If you notice any of these common signs and symptoms, you may be experiencing periodontal disease. The early signs are often painless, and you may not notice that your gums have become red, swollen, and bleeding. But, if you pay close attention to your teeth and gums, you might discover that they are starting to shift around or that your teeth and gums have started to loosen.

Causes Of Periodontal Disease

Periodontal disease is a bacterial infection that affects your gums and your teeth. There are several causes for periodontal disease, one of the most common forms of gum disease. Causes of periodontal disease include smoking, diabetes, poor oral hygiene, and aging.

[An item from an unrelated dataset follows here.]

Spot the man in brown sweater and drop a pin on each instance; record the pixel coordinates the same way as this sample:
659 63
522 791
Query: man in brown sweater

Your bone and connective tissue begin to recede from the gum line as you get older. This means there’s more room for bacteria and plaque to cause damage. Bacteria can also enter the tooth through dental fillings, crowns, bridges, root canal therapy, and even chewing gum.

If you’re a woman, you’re much more likely to develop periodontal disease than men. This is one of the reasons why the U.S. National Institute of Dental and Craniofacial Research (NIDCR) states that women should be screened more frequently for gum diseases.

Types Of Periodontal Disease

Periodontal disease

There are six different types of periodontal disease that are common. Let’s take a look at them in a bit more detail –


This type of periodontal disease affects the gums and can be quite painful. The good news is that if it is caught early enough, then there is a chance to fix it.


This is more advanced gum disease and is a serious problem. It also affects the nerves in the mouth and can be quite painful. If left untreated, this type of periodontal disease can lead to loss of teeth.

Apical Periodontitis

This is another very severe problem that can lead to tooth loss. This type of periodontal disease affects the bone in the root area.

Systemic Periodontitis

This refers to the inflammation of the supporting structures of the teeth. It is a condition that causes the bones to lose their ligamentous support and can lead to tooth loss. This ultimately leads to the loosening and loss of the teeth.

Aggressive Periodontitis

This is characterized by rapidly progressive alveolar bone loss and can cause tooth loss and even damage to the jawbone and teeth. It is a type of periodontal disease that occurs more frequently among adults, especially Caucasians between 30 and 50.

Necrotizing Periodontal

People suffering from this also suffer from other systemic diseases. All these factors make this a more complicated case to treat.


When we talk about periodontal disease, we’re talking about gum disease. The gums line the inside of your mouth and support the teeth. Gum disease affects about 40% of Americans. If you have gingivitis, it can be reversed, but it’s very difficult to treat if it progresses to periodontitis.

The good news about gum disease is that it can be controlled and treated. If you are suffering from periodontal disease, take steps to improve your oral hygiene and seek the help of a dental professional to treat the problem. Your dentist or a periodontist will provide you with a full examination of your mouth, which will help determine if you need any additional treatments.


The key to prevention is to prevent periodontal disease from occurring in the first place. By eating a balanced diet that contains a variety of foods and limiting the consumption of sugary beverages, brushing and flossing at least twice a day, and regular dental visits, you can help prevent periodontal disease.